In one of his early books, Peter Lynch, famed manager of the Fidelity Magellan Fund (during the time when that fund had the strongest record among domestic growth funds), wrote that no one ever gets fired for buying IBM.
That is to say, many run-of-the-mill portfolio managers will stick with “safe” high-client-recognition large cap names long past their sell-by dates. Why? …because they think there’s less career risk for them in doing so than there is in holding earlier stage names where there’s much more upside but a bigger chance of going down in flames. In my experience, that risk comes less from the company itself than from the PM’s not doing the continual securities analysis needed to monitor a smaller firm’s prospects.

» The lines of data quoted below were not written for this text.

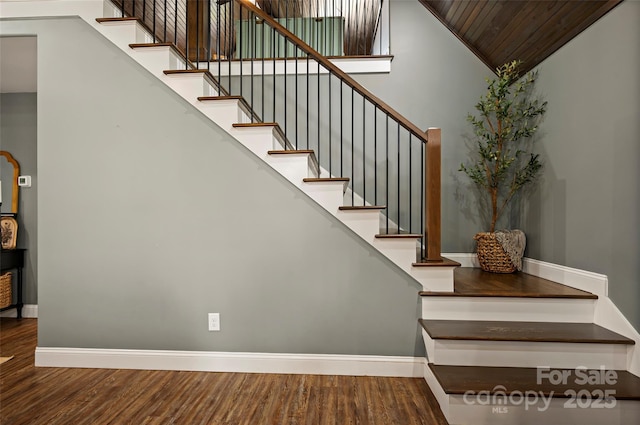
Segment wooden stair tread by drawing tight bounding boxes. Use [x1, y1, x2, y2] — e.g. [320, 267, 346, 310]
[162, 68, 229, 96]
[338, 205, 387, 211]
[162, 68, 209, 75]
[96, 16, 139, 24]
[302, 177, 349, 183]
[198, 96, 244, 100]
[420, 267, 598, 299]
[412, 257, 460, 267]
[420, 319, 635, 345]
[232, 121, 296, 150]
[232, 121, 280, 128]
[129, 43, 176, 49]
[429, 363, 640, 400]
[267, 149, 315, 155]
[376, 233, 422, 239]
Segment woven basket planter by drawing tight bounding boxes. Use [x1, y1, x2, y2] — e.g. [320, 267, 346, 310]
[0, 273, 12, 308]
[473, 232, 516, 273]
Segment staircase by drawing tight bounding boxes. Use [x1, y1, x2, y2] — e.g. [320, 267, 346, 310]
[2, 2, 640, 425]
[420, 267, 640, 425]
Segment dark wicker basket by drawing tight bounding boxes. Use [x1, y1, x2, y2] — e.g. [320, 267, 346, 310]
[0, 272, 12, 308]
[474, 232, 516, 273]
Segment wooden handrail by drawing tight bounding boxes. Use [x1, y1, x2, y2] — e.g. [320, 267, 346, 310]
[235, 0, 427, 143]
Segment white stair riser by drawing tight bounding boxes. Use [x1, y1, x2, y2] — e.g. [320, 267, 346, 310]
[422, 330, 628, 370]
[131, 46, 186, 76]
[410, 266, 456, 292]
[229, 126, 284, 159]
[422, 296, 595, 323]
[301, 182, 344, 214]
[194, 99, 249, 132]
[424, 366, 640, 425]
[160, 72, 218, 105]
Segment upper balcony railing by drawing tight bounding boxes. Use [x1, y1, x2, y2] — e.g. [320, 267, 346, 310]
[109, 0, 441, 261]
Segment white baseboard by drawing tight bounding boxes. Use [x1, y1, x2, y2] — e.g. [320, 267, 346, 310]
[35, 347, 425, 378]
[0, 304, 38, 319]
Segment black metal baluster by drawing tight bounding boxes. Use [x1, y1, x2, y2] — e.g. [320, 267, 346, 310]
[173, 0, 179, 63]
[397, 122, 400, 232]
[196, 3, 200, 69]
[351, 87, 356, 205]
[420, 137, 427, 261]
[271, 23, 278, 122]
[328, 70, 333, 177]
[226, 0, 235, 89]
[345, 0, 352, 55]
[362, 96, 367, 205]
[340, 78, 342, 176]
[206, 0, 212, 72]
[260, 15, 266, 122]
[238, 3, 244, 96]
[162, 0, 167, 42]
[184, 2, 191, 69]
[216, 2, 222, 84]
[152, 1, 157, 43]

The “safe” strategy, according to Lynch, generates at best mediocrity.
GE is a fascinating case (of the train wreck genre) in point.

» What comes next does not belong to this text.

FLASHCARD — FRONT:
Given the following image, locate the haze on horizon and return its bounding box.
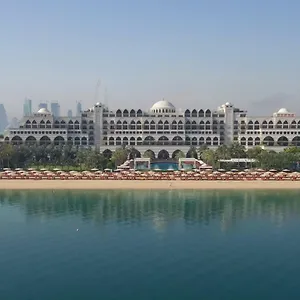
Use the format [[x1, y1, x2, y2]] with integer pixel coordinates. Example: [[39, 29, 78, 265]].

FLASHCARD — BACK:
[[0, 0, 300, 117]]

As I see it, the company grew by only about 10% a year in what one might call its last “glory days” in the 1990s. That lackluster performance was fueled in large part by the creation of a finance division that specialized in lending to less than pristine customers. On a stand-alone basis, the earnings from such a business typically garner only a substantially below-market multiple. But it seems to me that GE boosters, led on by cheerleader CEO Jack Welch, never connected the dots and continued to pay super-generously for these results.

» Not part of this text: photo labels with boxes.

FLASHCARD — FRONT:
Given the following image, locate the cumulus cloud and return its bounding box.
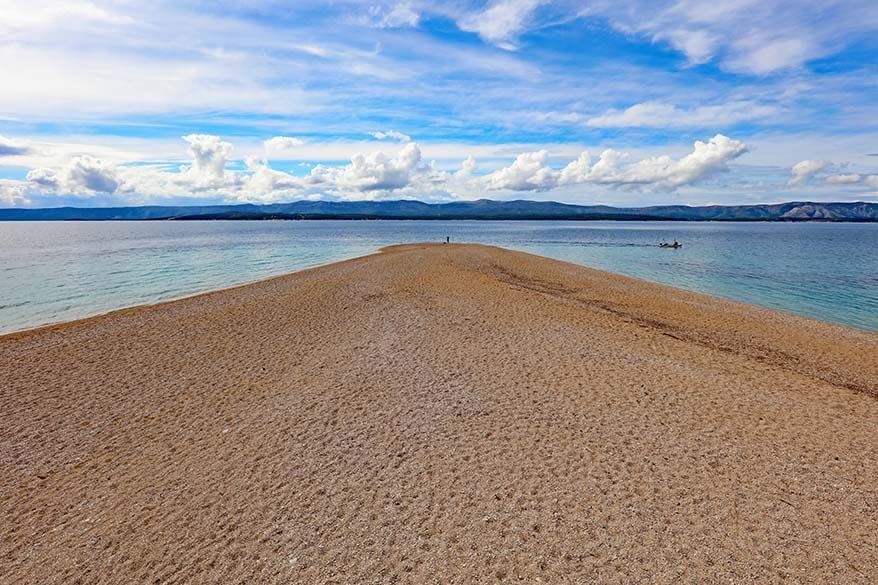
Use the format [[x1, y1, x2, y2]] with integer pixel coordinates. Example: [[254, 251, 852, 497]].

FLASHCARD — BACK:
[[788, 160, 830, 185], [369, 130, 412, 142], [487, 134, 747, 191], [586, 101, 778, 128], [457, 0, 543, 50], [0, 136, 30, 156], [454, 155, 478, 178], [826, 174, 862, 185], [0, 179, 30, 206], [3, 134, 746, 202], [180, 134, 237, 189], [334, 142, 425, 191], [262, 136, 305, 154], [27, 155, 122, 195], [486, 150, 557, 191]]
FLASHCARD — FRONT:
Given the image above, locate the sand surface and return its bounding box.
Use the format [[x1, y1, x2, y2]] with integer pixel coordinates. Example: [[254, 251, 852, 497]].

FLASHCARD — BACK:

Welch’s successor had the unenviable task of straightening out the lumpy, aging conglomerate he left behind. New management wound down the risky finance operations, but then decided to bet the farm on the consensus view at the turn of the century that the world faces a structural shortage of oil. Ouch.
I have no current interest in GE as a stock. My hunch, however, is that if I looked into the company I’d end up being more a buyer than a seller. That’s for no other reason than it has been a dismal operating performer for a quarter century and there must be something of value inside a stock that has been beaten down so much over the past decade plus.
What prompted me to write this post, then?
dead cross and golden cross
I saw an article about GE by a technical analyst who asserts the stock is flirting with disaster. His argument is that a short-term moving average of GE’s stock price is just about to break below its long-term moving average. Technicians call this a “dead cross,” a sign that investors are abandoning hope and will likely begin to dump the stock out without regard to price.
I have no belief in most technical indicators, including this one. I like the name, though. And if this prediction proves correct, I think it would provide a very good buying opportunity.
The opposite of the dead cross, by the way, is the “golden cross,” where the short-term moving average breaks above the long-term moving average. This supposedly leads to strong buying action.